Ad verba per numeros


Thursday, September 5, 2013, 12:10 AM
Today, BBC published an interesting piece titled "Jonathon Fletcher: forgotten father of the search engine". The article is quite interesting since it vindicates one pioneer of the now essential field of Web-IR (Web Information Retrieval) but it has a number of "flaws" that I, as an academic, would like to elaborate.

Certainly, the work by Fletcher describing his search engine is very little known (4 cites [1], according to Google Scholar).

Maybe one reason for this is that his original paper vanished with his homepage at the University of Stirling. Fortunately, we have the Internet Archive so you can read it.
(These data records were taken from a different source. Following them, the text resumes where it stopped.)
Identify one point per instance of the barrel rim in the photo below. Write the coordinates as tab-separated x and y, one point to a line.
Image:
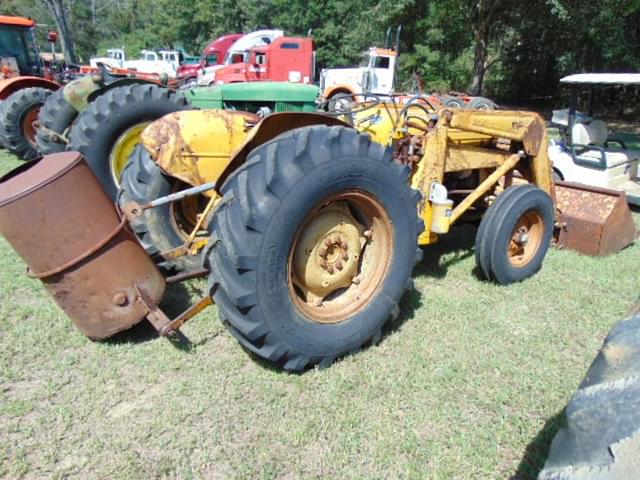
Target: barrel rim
40	184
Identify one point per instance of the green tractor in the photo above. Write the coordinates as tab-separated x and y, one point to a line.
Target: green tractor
102	116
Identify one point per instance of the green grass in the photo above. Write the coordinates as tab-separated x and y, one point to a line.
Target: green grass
469	382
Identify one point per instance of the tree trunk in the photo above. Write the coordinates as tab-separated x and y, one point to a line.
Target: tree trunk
57	11
481	51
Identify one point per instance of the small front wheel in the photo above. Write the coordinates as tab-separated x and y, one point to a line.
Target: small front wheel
515	234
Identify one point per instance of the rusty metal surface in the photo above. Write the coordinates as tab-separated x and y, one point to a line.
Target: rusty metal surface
272	126
196	146
593	221
55	214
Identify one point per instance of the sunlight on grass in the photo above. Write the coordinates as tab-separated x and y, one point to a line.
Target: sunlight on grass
468	382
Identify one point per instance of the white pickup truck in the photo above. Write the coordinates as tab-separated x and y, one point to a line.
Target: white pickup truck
150	61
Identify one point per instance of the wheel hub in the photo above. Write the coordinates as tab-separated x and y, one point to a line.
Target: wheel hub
328	253
526	239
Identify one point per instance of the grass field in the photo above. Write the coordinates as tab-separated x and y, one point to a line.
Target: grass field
469	382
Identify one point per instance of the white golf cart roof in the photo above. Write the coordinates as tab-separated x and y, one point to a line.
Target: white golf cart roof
603	79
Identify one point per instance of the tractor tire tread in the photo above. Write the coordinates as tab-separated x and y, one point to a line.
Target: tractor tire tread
251	194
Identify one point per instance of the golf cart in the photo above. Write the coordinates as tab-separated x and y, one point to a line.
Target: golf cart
586	151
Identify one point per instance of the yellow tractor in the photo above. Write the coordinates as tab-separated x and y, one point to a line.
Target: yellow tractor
307	225
310	228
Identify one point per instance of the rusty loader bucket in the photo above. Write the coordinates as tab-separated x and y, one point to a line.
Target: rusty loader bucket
58	218
593	221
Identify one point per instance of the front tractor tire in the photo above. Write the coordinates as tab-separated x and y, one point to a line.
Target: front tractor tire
107	132
515	234
19	121
54	120
313	246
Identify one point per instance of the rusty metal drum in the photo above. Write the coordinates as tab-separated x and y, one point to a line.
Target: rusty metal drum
56	215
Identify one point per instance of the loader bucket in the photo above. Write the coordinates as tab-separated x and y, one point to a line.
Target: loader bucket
594	221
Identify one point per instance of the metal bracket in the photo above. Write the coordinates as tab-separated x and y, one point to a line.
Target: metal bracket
163	324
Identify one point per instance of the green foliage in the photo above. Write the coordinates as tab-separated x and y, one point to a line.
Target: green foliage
530	45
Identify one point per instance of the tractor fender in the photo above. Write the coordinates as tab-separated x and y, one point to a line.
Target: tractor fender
118	83
11	85
269	128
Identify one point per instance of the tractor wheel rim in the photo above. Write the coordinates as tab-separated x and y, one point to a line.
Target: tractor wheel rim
340	257
123	148
30	125
526	239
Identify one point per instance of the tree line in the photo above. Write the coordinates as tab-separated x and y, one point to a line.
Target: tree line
507	49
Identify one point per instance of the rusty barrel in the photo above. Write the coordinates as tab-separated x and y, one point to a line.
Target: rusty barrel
58	218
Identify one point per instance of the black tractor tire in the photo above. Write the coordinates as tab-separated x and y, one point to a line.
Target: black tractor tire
2	139
56	115
265	203
16	108
452	102
600	435
98	128
142	181
497	228
480	103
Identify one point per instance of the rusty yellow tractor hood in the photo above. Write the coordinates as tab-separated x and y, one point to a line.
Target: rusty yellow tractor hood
196	146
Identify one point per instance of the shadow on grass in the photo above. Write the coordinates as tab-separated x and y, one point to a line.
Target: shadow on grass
410	302
176	300
456	246
537	451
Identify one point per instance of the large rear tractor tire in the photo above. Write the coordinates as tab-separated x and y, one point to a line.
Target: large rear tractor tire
514	234
55	117
18	123
162	228
3	142
107	132
313	246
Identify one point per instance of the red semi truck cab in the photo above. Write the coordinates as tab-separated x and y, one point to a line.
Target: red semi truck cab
213	54
286	59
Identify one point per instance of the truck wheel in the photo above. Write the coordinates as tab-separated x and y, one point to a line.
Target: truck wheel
600	433
340	102
313	246
514	234
109	129
19	120
452	102
480	103
56	115
162	228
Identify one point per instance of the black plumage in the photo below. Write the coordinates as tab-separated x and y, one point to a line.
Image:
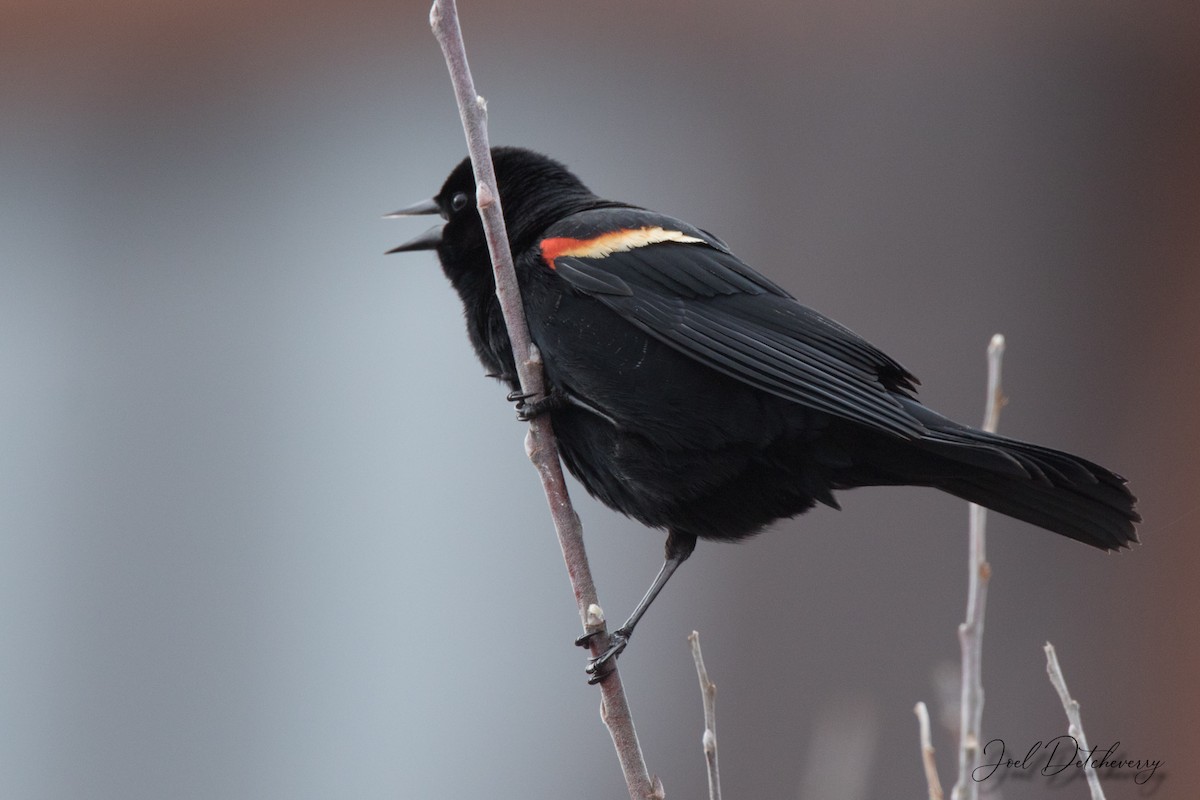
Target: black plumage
690	392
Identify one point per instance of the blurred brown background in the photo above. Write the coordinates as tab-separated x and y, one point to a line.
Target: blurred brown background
265	531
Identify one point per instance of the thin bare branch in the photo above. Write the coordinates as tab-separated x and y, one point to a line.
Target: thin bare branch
540	443
971	631
1075	725
927	753
708	692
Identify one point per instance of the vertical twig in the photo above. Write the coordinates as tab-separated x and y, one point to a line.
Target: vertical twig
971	631
927	753
708	692
540	443
1074	722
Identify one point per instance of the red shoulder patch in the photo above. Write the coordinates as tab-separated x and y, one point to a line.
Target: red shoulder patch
615	241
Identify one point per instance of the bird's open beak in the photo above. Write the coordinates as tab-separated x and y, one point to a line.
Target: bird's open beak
430	239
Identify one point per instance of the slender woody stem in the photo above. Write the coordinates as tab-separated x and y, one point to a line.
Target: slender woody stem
708	692
971	631
540	443
1074	722
927	753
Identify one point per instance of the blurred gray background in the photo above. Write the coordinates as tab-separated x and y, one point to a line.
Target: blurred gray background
267	533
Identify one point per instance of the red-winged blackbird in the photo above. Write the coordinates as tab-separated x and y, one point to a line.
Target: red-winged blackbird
694	395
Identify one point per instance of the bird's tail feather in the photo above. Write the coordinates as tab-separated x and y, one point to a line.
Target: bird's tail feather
1049	488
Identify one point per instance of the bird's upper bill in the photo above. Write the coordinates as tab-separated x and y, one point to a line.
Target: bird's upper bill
427	240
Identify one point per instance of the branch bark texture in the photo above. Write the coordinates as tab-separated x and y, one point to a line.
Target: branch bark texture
1074	721
540	443
971	631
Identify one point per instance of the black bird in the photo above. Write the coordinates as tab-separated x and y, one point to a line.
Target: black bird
694	395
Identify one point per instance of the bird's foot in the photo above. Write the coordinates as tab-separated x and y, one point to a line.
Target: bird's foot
604	663
529	408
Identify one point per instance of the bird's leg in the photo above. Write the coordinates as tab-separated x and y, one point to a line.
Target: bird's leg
529	408
679	546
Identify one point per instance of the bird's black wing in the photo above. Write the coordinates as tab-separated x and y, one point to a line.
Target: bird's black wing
685	288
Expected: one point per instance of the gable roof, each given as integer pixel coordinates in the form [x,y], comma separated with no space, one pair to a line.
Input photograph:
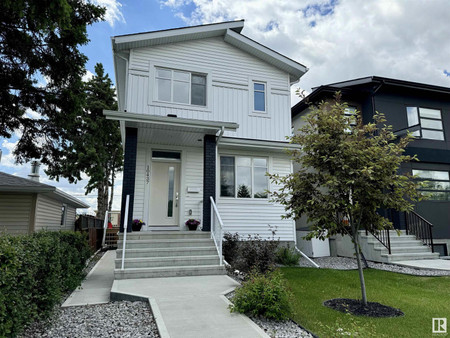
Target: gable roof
[11,183]
[230,30]
[348,86]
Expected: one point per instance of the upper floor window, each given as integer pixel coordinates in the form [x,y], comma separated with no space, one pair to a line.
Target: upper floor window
[259,96]
[429,120]
[437,183]
[180,87]
[243,177]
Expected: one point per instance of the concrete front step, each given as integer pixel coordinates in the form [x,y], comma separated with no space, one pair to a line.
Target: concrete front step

Another reason for Fletcher work to remain mostly unnoticed is that his search engine (Jumpstation) only operated from December 1993 to April 1994. In other words, it was a proof of concept rather than a full-fledge system.

Finally, Fletcher was not the only one making search engines around 1993-1994. As I like to say "It steam-engines when it's steam-engine-time": just in WWW94 (aka The First International Conference on the World-Wide-Web) nine papers about Web indexing and Web-IR were presented. Needless to say, they did not call it Web-IR at the time.

Martijn Koster, Oliver A. McBryan, Pinkerton or Mauldin & Leavitt were some of the researchers that were working in the same problem that Fletcher did and producing virtually the same architecture: that is, a robot to crawl the Web, in order to feed a database that was, in turn, indexed to be eventually queried by users of the search engine.

So, is Fletcher the parent of the search engine? Not really. Who is then? None of the aforementioned researchers or, better, all of them! That's why I much prefer talking about pioneers in a field than about "parents".

I highly encourage you to read all of their papers, specially if you are pursuing a PhD in CS or if you are still an undergraduate in CS. After reading those papers you'll feel that it's something you could do in a couple of days, maybe a week. The systems they describe are crude, simplistic and primitive. However, the architecture behind those toys has been powering the search engine industry for the last 20 years. That's what I call an influential idea and that's why those papers are relevant and highly cited.

The BBC piece obviously talks about Google as a counterpoint to Fletcher's story. You know, you have this guy who invented something great but some other people get all the credit (and the money). Unfortunately, there are other stories from the early search engine pioneers. Indeed, some of the aforementioned researchers got some credit (and probably some money too). For instance, Pinkerton created WebCrawler that was sold to America Online and then Excite. And if you are old enough you must remember Lycos, right? Well, it was the product of Mauldin & Leavitt.

I would like to talk also about the impact of the work by Brin & Page (Google), the way in which they were virtually forced to found a company to monetize their idea, and the way in which all this search engine industry is in debt with IBM in 1950s but that will be another post.

As usual you can find me at Twitter: @PFCdgayo.

[1] Although not appearing in the citations to Fletcher's work I mentioned him as a search engine pioneer in my PhD dissertation (2005).